Quem cai do topo do Céu Azul e se perde entre mortais sempre causa lamento aos próximos e escárnio aos demais.
— Sendo assim, aguardem que eu reúna o necessário, e começamos. — A velha Sabá retirou a mão.
Lin Du reparou que, embora as mãos da anciã brilhassem como cera, com certa flacidez, não havia rugas nem manchas da idade.
— Agradeço, venerável. Se precisar de algum remédio, buscaremos com afinco. E, tamanho favor, como posso retribuir? — Lin de Ébano curvou-se em agradecimento.
— Preciso das nuvens do céu, das águas do submundo, do coração de cristal de pessoas e do sopro original do dragão prateado. Podes conseguir? — A velha Sabá, cansada da cortesia quase hipócrita dos discípulos do caminho justo, respondeu de imediato.
Lin de Ébano coçou a cabeça: não se colhem nuvens celestes, nem se tira água do submundo; coração de gente não é de cristal, e dragão, por ser lascivo, não conserva seu sopro, menos ainda o entrega de coração.
Lin Du pensou:...
Na verdade, coração de cristal ela até tinha.
Fragmentado, mas ainda brilhava! E era impressionante!
A velha Sabá lançou um olhar de desdém para Lin Du:
— O quê? Também és tola? Achas mesmo que isso existe?
Lin Du sorriu:
— Tudo é possível. Nuvem traz chuva, submundo é fonte subterrânea, por que não pode o coração ser de cristal? Dragão é lascivo, mas e se for um dragão jovem?
— Esperta. — A velha Sabá sorriu. — Não vejo coração de cristal, mas percebo que tua pessoa importante tem coração de madeira. Bem, quero a chuva espiritual pós tribulação celestial. Recebi um pote, bem selado, mas não sei se ainda conserva energia.
— Tenho isso! — Verão Sem Fim exclamou, animada. — Naquele dia, quando o pequeno mestre passou pela tribulação de fundação, guardei um frasco.
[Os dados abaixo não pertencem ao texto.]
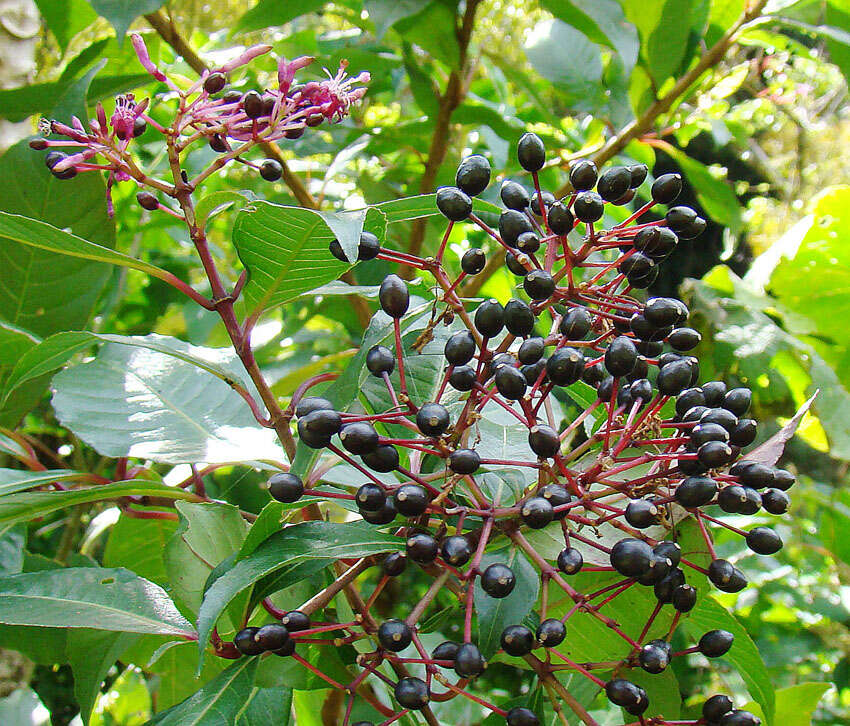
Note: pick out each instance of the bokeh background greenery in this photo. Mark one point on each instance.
(749, 100)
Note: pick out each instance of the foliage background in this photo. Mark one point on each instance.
(760, 130)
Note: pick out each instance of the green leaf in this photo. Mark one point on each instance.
(664, 29)
(89, 597)
(386, 13)
(17, 104)
(66, 18)
(53, 353)
(13, 537)
(219, 702)
(267, 706)
(715, 195)
(744, 656)
(285, 249)
(23, 507)
(267, 13)
(208, 534)
(140, 545)
(314, 544)
(564, 56)
(602, 22)
(137, 402)
(495, 614)
(121, 13)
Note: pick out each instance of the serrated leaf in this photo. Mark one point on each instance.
(309, 546)
(495, 614)
(219, 702)
(137, 402)
(89, 597)
(710, 615)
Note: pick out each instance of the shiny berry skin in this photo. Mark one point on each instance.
(696, 491)
(411, 500)
(370, 497)
(447, 650)
(394, 296)
(539, 285)
(473, 261)
(544, 441)
(285, 487)
(627, 695)
(453, 204)
(272, 636)
(456, 550)
(613, 183)
(518, 318)
(536, 512)
(531, 351)
(775, 501)
(433, 419)
(739, 718)
(666, 188)
(588, 207)
(683, 598)
(531, 152)
(716, 707)
(512, 225)
(764, 541)
(464, 461)
(575, 325)
(551, 632)
(469, 662)
(620, 357)
(631, 557)
(473, 175)
(245, 643)
(654, 657)
(271, 170)
(510, 382)
(394, 635)
(422, 548)
(359, 437)
(489, 318)
(517, 640)
(565, 366)
(570, 561)
(583, 175)
(560, 219)
(380, 360)
(514, 195)
(498, 580)
(460, 348)
(642, 513)
(463, 378)
(412, 693)
(394, 564)
(716, 643)
(726, 577)
(386, 514)
(147, 201)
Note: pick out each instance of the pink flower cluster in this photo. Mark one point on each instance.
(204, 113)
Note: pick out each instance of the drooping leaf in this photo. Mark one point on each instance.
(302, 549)
(121, 13)
(137, 402)
(221, 701)
(89, 597)
(744, 656)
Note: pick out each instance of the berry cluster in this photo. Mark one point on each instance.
(653, 449)
(229, 120)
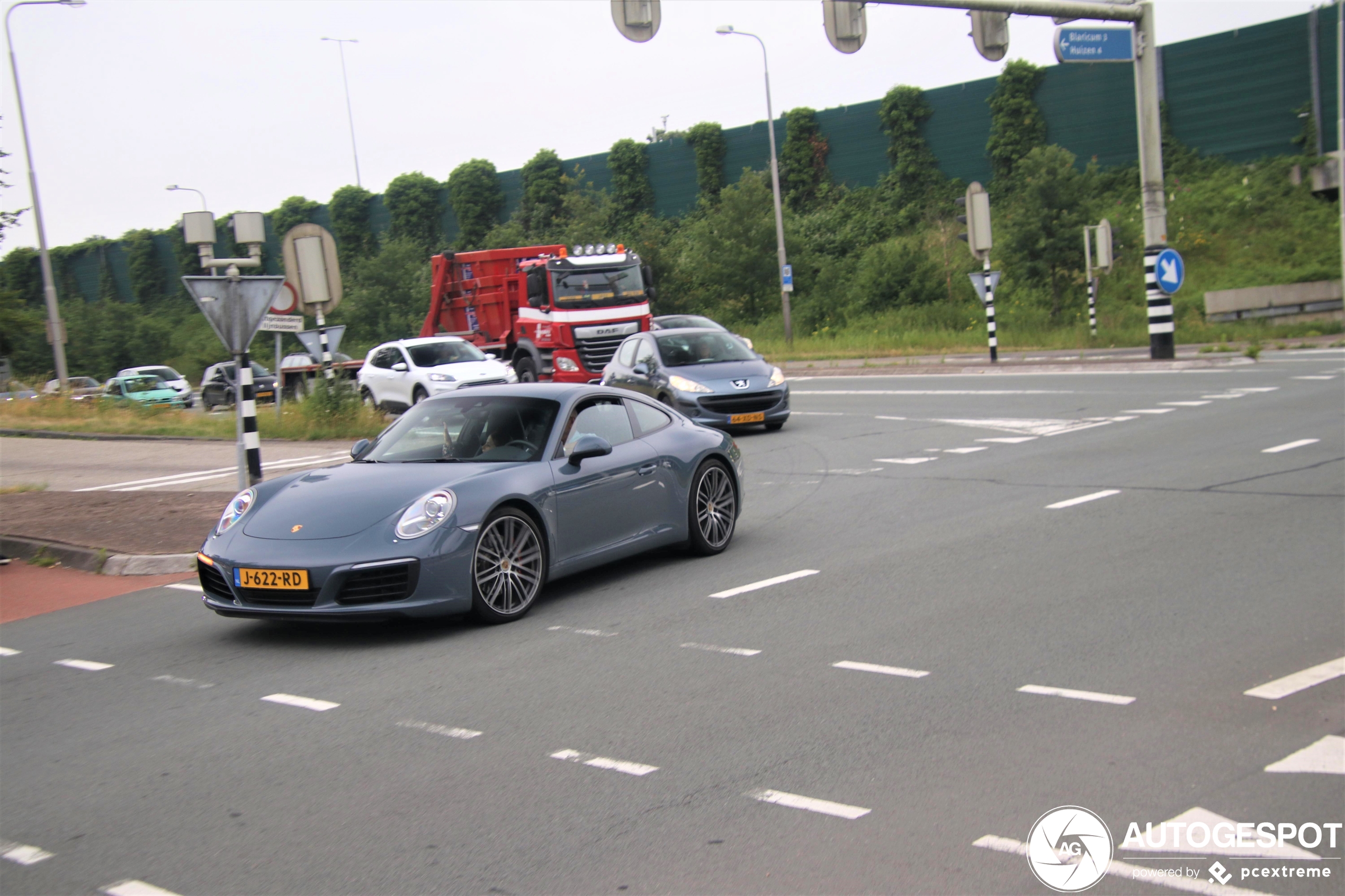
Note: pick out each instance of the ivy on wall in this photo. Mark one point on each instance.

Não tive coragem de usar para alquimia, está bem conservado, a energia celestial intacta.
— A pequena esperta tem razão. Quero água celestial e água espiritual subterrânea, além do coração de chá de neve puro e da essência de dragão solar.
Agora revelou os ingredientes reais.
Os primeiros são acessíveis, mas os dois últimos, raríssimos tesouros.
Lin Du sorriu:
— Que coincidência! Coração de chá de neve, eu tenho.
Sua mestra sempre alertou: coração de chá de neve é o mais puro e limpo dentre todos, nunca desperdiçar, guardar para quando a mente vacilar em altos níveis de cultivação. Foi selado num cofre de jade frio, podendo durar mil anos.
Yan Ye nunca cogitou que sua discípula não chegaria ao alto nível em mil anos; mesmo teimosa, seu talento e velocidade eram bons.
E assim, ela tirou o coração de chá de neve e o colocou, sem cerimônia, sobre a mesa quadrada polida, sorrindo para Lin de Ébano.
O sorriso era simples: fique tranquilo, a pequena mestra tem recursos, tem respaldo.
A velha Sabá olhou com interesse para Lin Du:
— Se venderes isto, pode valer centenas de cristais espirituais. Vais mesmo usá-lo para a cura dele?
— O que não serve para mim, não tem valor; para quem precisa, tem. — Lin Du ergueu as sobrancelhas para Lin de Ébano. — Meu mestre e eu somos gênios supremos do cultivo. Preciso de um coração de chá de neve para romper limites e entender as leis do caminho celestial?
— Não preciso, não preciso, absolutamente não preciso.
— Jovem, mas de espírito grande. — A velha Sabá olhou para o cofre sobre a mesa. — Bem, para a água subterrânea, vão ao Poço da Lua...
— Água espiritual subterrânea, meu segundo discípulo é alquimista, certamente tem. — Lin Du sorriu para ele. — No Supremo Templo, os discípulos sempre são autossuficientes, é regra do templo.
A água do Poço da Lua, embora rica em energia yin, não é algo bom.
— O último ingrediente, não se apresse. — Lin Du ergueu a mão, tirou de seu anel de armazenamento um livro de contas mais grosso que sua face, e o colocou com estrondo sobre a mesa. — Dê-me um quarto de hora!
Se a memória não falha, no Supremo Templo curar enfermidades é realmente autossuficiente.
Isto é um grande templo; isto é ter um patrimônio robusto.